Connected is the word that describes life in the 21st century. Though various factors contribute to the term connected, there's one aspect which has played a pivotal role. It's called the Web. The Web, which has made distance an irrelevant metric and blurred socio-economic boundaries, is a world in itself and we all are a part of it. The Web or Internet in particular has been a central entity in this data-driven revolution. As we have seen in our previous chapters, for most modern day problems, it is the Web/Internet (henceforth used interchangeably) that acts as a source of data. Be it e-commerce platforms or financial domain, the Internet provides us with huge amounts of data every second. There's another ocean of data within this virtual world which touches our lives at a very personal level. Social networks, or social media, is a behemoth of information and the topic for this chapter.

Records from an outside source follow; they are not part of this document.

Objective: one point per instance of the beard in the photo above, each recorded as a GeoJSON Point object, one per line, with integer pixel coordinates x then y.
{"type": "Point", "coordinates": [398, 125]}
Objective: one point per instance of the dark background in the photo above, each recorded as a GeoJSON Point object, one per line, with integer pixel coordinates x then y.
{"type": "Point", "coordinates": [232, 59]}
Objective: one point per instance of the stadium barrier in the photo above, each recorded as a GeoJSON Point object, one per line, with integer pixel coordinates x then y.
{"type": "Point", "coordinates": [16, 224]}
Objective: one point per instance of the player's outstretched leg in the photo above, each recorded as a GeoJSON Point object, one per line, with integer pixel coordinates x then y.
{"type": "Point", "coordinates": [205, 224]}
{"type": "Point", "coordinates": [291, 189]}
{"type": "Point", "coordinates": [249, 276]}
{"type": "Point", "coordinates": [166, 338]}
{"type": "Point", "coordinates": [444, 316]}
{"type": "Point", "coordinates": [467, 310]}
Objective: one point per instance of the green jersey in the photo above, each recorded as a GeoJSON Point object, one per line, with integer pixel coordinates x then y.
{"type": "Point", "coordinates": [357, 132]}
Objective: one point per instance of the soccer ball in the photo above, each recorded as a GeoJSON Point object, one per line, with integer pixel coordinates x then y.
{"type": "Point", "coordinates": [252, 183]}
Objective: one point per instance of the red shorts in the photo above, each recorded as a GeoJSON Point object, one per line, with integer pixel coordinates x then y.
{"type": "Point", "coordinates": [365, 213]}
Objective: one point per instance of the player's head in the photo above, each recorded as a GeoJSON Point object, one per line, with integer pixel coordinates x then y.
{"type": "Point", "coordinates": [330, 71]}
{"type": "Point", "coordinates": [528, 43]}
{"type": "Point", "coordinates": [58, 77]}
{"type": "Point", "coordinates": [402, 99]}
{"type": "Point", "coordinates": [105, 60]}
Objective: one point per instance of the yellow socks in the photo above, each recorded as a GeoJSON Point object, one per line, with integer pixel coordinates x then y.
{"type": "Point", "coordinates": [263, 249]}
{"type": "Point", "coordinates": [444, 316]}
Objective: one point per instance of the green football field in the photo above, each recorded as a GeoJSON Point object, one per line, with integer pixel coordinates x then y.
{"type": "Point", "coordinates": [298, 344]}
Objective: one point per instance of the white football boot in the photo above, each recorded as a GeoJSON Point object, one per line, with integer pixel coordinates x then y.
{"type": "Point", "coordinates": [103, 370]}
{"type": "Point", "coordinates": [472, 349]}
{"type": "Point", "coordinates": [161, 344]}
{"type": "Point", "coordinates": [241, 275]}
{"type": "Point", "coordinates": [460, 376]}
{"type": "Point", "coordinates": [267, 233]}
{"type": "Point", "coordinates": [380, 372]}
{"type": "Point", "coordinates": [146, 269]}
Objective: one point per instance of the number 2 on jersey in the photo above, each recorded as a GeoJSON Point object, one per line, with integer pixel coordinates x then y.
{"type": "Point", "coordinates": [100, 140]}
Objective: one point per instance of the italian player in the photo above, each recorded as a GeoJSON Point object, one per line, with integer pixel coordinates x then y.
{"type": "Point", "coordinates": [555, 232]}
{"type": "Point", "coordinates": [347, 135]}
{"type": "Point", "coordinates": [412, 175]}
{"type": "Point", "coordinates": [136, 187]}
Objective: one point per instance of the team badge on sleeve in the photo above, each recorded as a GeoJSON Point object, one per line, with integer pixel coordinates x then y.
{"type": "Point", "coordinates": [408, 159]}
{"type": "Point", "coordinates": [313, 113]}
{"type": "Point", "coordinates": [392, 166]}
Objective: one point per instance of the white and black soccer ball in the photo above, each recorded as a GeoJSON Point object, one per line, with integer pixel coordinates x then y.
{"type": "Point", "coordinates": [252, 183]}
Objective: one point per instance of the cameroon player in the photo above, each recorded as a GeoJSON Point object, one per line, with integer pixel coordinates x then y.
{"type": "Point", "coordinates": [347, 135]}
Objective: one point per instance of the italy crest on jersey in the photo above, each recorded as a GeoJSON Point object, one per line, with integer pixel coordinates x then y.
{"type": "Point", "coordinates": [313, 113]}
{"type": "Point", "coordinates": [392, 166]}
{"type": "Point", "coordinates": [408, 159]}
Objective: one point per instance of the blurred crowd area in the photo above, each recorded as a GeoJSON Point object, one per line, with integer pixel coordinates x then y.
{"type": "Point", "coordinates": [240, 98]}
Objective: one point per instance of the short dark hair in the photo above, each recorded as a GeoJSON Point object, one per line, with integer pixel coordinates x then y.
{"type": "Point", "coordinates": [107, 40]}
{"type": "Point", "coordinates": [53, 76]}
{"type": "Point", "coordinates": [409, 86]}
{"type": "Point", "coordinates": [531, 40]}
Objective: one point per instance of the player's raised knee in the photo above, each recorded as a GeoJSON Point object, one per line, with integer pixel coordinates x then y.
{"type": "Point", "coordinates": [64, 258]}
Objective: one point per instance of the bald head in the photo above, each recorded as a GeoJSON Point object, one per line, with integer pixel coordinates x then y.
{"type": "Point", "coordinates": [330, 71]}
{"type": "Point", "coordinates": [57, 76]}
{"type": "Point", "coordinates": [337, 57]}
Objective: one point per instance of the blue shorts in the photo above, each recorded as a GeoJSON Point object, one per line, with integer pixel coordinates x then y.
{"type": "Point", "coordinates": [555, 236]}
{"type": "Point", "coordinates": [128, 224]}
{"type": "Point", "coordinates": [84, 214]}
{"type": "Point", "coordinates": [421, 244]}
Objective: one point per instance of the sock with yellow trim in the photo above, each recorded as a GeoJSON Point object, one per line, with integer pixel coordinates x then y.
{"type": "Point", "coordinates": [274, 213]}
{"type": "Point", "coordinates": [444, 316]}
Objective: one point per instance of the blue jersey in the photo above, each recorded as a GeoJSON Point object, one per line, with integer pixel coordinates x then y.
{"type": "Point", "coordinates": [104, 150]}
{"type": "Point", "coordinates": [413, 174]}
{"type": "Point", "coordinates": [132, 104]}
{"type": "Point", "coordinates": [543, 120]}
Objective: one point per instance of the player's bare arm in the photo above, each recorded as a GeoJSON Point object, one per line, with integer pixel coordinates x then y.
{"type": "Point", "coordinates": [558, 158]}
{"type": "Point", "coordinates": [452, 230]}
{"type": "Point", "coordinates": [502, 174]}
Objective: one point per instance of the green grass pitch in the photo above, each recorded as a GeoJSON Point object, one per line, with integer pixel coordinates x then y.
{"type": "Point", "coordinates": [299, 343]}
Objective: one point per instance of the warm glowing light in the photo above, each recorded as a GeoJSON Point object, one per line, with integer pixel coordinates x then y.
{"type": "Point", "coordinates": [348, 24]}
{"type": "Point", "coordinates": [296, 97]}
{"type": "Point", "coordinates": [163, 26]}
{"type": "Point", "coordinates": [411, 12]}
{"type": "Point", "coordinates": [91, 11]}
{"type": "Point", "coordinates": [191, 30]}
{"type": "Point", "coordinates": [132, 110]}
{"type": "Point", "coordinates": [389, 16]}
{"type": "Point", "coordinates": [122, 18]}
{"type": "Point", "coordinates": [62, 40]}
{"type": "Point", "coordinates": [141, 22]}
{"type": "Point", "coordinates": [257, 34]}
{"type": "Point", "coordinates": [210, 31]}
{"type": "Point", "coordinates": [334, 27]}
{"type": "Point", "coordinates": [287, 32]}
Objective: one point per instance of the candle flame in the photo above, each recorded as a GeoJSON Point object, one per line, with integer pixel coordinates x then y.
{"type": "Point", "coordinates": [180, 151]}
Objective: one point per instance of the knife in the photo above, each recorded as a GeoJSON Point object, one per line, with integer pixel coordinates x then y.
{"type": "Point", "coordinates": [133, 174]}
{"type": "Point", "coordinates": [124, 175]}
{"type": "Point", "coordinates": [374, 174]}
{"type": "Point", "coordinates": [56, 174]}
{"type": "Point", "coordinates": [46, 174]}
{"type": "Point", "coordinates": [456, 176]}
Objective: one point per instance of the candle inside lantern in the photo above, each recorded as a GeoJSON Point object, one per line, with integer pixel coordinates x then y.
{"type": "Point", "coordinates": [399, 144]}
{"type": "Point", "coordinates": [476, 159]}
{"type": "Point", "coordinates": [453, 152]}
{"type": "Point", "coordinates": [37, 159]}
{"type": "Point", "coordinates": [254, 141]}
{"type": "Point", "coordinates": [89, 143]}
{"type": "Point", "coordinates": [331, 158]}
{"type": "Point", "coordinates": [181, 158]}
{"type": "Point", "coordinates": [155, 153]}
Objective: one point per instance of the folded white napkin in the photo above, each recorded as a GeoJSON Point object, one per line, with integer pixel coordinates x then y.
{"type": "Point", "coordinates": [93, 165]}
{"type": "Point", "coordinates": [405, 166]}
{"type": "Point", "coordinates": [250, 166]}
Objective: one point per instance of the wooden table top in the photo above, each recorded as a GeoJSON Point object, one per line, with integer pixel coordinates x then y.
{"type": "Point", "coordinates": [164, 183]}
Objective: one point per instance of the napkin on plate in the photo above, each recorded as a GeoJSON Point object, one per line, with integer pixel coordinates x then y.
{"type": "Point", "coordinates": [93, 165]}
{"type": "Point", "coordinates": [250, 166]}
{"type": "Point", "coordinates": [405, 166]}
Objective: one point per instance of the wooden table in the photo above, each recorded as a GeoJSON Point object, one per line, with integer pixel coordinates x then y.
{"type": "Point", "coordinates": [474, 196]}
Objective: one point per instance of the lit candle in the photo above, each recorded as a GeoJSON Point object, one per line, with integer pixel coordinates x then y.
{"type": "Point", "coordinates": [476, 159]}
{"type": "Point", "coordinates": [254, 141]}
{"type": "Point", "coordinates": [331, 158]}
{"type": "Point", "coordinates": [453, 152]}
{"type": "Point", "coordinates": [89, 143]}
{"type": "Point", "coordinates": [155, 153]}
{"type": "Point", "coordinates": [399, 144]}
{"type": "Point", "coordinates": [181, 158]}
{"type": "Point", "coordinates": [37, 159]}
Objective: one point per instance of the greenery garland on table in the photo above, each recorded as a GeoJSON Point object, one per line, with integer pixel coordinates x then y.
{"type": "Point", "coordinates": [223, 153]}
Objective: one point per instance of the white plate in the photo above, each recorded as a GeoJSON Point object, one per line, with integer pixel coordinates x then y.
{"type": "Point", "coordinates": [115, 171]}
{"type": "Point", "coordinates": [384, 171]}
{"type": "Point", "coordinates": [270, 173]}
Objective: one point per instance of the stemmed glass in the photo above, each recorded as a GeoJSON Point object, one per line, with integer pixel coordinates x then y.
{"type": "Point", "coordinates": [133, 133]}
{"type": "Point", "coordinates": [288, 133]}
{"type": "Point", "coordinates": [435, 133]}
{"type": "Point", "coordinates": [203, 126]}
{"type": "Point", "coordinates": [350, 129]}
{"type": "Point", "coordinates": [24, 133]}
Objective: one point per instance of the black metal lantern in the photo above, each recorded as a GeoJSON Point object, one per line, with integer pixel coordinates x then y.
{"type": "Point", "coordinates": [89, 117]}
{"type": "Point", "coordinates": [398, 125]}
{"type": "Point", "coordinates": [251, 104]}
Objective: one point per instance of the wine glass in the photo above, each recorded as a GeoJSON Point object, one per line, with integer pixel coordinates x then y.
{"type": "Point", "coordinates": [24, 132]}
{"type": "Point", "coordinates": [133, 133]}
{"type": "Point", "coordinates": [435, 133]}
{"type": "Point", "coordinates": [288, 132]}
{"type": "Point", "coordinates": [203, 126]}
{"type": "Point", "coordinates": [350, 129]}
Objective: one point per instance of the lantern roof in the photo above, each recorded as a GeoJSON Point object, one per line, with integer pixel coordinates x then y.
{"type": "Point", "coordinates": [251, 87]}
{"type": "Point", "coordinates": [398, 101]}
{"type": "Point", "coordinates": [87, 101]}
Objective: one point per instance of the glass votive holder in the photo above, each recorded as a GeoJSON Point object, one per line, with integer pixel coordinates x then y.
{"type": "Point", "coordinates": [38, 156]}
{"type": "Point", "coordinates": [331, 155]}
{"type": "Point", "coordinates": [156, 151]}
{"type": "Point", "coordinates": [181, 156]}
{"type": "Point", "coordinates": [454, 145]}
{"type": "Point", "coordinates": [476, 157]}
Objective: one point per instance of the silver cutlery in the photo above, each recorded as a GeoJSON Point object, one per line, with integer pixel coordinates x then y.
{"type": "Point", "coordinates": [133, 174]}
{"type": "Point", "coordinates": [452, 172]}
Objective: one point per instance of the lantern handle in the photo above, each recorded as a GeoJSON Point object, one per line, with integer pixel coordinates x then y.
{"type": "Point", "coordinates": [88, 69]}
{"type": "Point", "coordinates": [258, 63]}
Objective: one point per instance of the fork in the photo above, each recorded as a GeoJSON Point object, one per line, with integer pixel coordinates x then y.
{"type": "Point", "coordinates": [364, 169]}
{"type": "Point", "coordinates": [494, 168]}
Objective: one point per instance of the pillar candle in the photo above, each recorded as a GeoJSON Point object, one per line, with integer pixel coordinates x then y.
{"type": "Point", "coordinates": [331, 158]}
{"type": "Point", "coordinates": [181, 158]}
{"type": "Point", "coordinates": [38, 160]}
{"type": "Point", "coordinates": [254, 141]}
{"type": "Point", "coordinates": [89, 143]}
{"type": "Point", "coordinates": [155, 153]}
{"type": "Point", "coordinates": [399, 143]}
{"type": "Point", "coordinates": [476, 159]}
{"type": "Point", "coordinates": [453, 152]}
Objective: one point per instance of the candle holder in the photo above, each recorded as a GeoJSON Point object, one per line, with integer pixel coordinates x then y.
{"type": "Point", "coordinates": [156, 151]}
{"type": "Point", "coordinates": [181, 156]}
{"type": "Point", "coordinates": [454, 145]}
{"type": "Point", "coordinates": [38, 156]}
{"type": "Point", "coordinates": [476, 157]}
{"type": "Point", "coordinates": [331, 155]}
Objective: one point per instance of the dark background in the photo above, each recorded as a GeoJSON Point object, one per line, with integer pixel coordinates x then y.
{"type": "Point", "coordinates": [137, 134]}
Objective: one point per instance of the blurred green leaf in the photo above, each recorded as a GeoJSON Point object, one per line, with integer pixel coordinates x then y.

In the previous chapter, we covered the financial domain, where we analyzed and predicted credit risk for customers of a certain bank. We now shift gears and move into the realm of social media and see how machine learning and R empower us to uncover insights from this ocean of data.

In this chapter, we will cover the following topics:

We all use social networks day in and day out. There are numerous social networks catering to all sorts of ideologies and philosophies, but Facebook and Twitter (barring a couple more) have become synonymous with the term social network itself. These two social networks enjoy popularity not only because of their uniqueness and the quality of service but because of the way they enable us to interact in a very intuitive way. As we saw with recommendation engines used in e-commerce websites (see Chapter 4, Building a Product Recommendation System), social networks have existed long before Facebook, Twitter, or even the Internet.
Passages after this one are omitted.